C_rate_2 = df_C_2['two_year_recid'].sum()/df_C.shape[0]
A_rate_2 = df_A_2['two_year_recid'].sum()/df_A.shape[0]

print(f'recidivated rate for Caucasian = {round(C_rate_2*100, 2)}%')
print(f'recidivated rate for African-American = {round(A_rate_2*100, 2)}%')

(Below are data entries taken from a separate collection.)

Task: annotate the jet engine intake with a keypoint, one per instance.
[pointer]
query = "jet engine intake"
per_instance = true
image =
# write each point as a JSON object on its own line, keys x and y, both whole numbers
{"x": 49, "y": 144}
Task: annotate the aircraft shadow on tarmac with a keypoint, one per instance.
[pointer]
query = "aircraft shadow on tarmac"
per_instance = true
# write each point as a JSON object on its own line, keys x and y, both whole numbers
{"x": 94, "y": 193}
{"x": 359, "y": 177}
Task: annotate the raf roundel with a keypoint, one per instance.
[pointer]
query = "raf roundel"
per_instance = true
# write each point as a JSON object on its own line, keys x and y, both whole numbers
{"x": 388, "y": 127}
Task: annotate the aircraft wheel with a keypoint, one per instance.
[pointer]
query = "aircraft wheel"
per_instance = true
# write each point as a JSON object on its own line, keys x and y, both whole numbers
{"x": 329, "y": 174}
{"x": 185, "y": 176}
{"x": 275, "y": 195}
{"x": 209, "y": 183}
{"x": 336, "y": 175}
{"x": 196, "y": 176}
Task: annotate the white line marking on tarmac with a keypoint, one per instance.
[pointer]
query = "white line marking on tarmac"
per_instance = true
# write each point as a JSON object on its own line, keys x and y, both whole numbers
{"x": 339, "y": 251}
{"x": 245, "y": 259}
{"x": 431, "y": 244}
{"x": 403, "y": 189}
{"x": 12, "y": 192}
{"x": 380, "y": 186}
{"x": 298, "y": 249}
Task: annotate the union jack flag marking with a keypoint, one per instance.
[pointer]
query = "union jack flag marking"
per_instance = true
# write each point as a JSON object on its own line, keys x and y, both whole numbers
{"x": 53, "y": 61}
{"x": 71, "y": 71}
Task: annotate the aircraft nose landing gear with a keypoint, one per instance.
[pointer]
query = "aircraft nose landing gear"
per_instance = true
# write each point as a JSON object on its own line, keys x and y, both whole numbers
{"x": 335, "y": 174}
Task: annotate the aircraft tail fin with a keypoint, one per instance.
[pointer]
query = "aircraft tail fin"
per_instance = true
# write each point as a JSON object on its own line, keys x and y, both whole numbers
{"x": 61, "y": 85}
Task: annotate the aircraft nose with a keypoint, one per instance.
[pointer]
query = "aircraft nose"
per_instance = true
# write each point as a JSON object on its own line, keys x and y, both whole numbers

recidivated rate for Caucasian = 41.04%
recidivated rate for African-American = 50.03%


## Local Preferential Sampling (Algorithm 2)

In [17]:
def local_pref_samp(df, s = 'race', e = 'decile_score', y = 'two_year_recid'):
    
    # Apply Algorithm 3 
    dic_partition = PARTITION(df, exp_attr = e)
    
    # Apply Algorithm 4
    dic_delta = DELTA(dic_partition)
    
    # Extract each partition X^(i)
    for key, df_part in dic_partition.items():
        # learn a ranker (logistic regression)
        df_part['ranker'] = ranker_log_reg(df_part)
        
        temp_df_C = df_part[df_part['race'] == 'Caucasian']
        sorted_df_C = temp_df_C.sort_values(by = 'ranker', ascending = False)
        # Find the value of DELTA(Caucasian)/2
        adj_num_C = int(round(dic_delta[key]['Caucasian']/2, 0))
        
        # delete DELTA(Caucasian)/2 (less Caucasian with label 0)
        sub_sorted_df_C_1 = sorted_df_C[sorted_df_C['ranker'] < 0.5]
        sub_id_C_1 = list(sub_sorted_df_C_1.id)
        ids_to_delete_C = sub_id_C_1[:adj_num_C]
        df = df.drop(df[df['id'].isin(ids_to_delete_C)].index)
        
        # duplicate DELTA(Caucasian)/2 (more Caucasian with label 1)
        sub_sorted_df_C_2 = sorted_df_C[sorted_df_C['ranker'] > 0.5]
        sub_id_C_2 = list(sub_sorted_df_C_2.id)
        if adj_num_C > 0:
            ids_to_dup_C = sub_id_C_2[-adj_num_C:]
        else:
            ids_to_dup_C = []
        rows_to_duplicate_C = df[df['id'].isin(ids_to_dup_C)]
        df = pd.concat([df, rows_to_duplicate_C], ignore_index = True)
        
        
        temp_df_A = df_part[df_part['race'] == 'African-American']
        sorted_df_A = temp_df_A.sort_values(by = 'ranker', ascending = False)
        # Find the value of DELTA(African-American)/2
        adj_num_A = int(round(dic_delta[key]['African-American']/2, 0))
        
        # delete DELTA(African-American)/2 (less African-American with label 1)
        sub_sorted_df_A_1 = sorted_df_A[sorted_df_A['ranker'] > 0.5]
        sub_id_A_1 = list(sub_sorted_df_A_1.id)
        ids_to_delete_A = sub_id_A_1[:adj_num_A]
        df = df.drop(df[df['id'].isin(ids_to_delete_A)].index)
        
        # duplicate DELTA(African-American)/2 (more African-American with label 0)
        sub_sorted_df_A_2 = sorted_df_A[sorted_df_A['ranker'] < 0.5]
        sub_id_A_2 = list(sub_sorted_df_A_2.id)
        if adj_num_A > 0:
            ids_to_dup_A = sub_id_A_2[-adj_num_A:]
        else:
            ids_to_dup_A = []
        rows_to_duplicate_A = df[df['id'].isin(ids_to_dup_A)]
        df = pd.concat([df, rows_to_duplicate_A], ignore_index = True)
        
    return df

In [18]:
new = local_pref_samp(df_CA_2)

In [19]:
df_C_3 = new[new['race'] == 'Caucasian']
df_A_3 = new[new['race'] == 'African-American']

C_rate_3 = df_C_3['two_year_recid'].sum()/df_C_2.shape[0]
A_rate_3 = df_A_3['two_year_recid'].sum()/df_A_2.shape[0]

print(f'recidivated rate for Caucasian = {round(C_rate_3*100, 2)}%')
print(f'recidivated rate for African-American = {round(A_rate_3*100, 2)}%')

recidivated rate for Caucasian = 40.06%
recidivated rate for African-American = 50.57%


## Colclusion

Based on the reuslts above, we can observe that the difference between the recidivated rate for two groups of people becomes smaller when we using the method of local massaging. Thus, local massaging may be a better choice in this case.